Race matters: "Let's go save our boys"
Last Friday, I was at the state conference of the PA NAACP. I stayed long enough to have lunch and attend the afternoon workshop on criminal justice. Listening to the speakers, it was clear that the point I made in last week's post that whites can never truly understand what minorities go through was right on target. The workshop opened with a viewing of the Frontline report "Snitch," which documents the case of Clarence Aaron, who received three life sentences for driving some friends to buy drugs. Clarence was convicted solely on the testimony of the other conspirators. There was no other evidence for conviction. Thanks to mandatory minimums, Clarence got life.The moderator of the workshop noted that in 1954, just before the Brown v. Board of Education decision, there were 87,000 blacks in prison. Today there are 1.2 million. What is wrong with this picture?

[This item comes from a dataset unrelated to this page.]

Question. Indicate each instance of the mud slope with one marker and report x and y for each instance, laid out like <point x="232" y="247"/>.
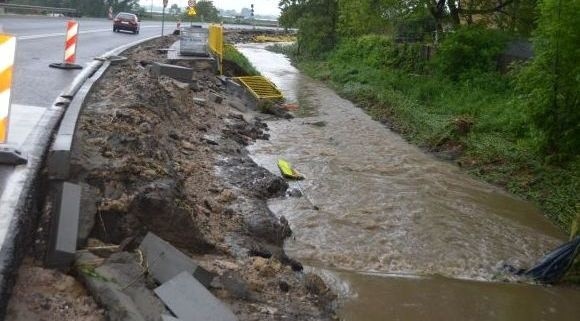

I couldn't help but think of some other statistics. (I hope I'm remembering this correctly) 1 in 3 young adults black males (18-35, I think) are in the care of the Department of Corrections, either incarcerated, on parole, or on probation.
The government claims that this is the result of the war on drugs, but that policy has been so ineffective that the drug supply on the street hasn't changed. Meanwhile, an entire generation of black men is being lost, which prompted the moderator to say, "Let's go save our boys."
And another statistic that popped to mind, although it is history: In the early 1900s, as lynchings dropped, state executions rose.
Is it just a coincidence that state policy seems to encourage the ongoing oppression of black males?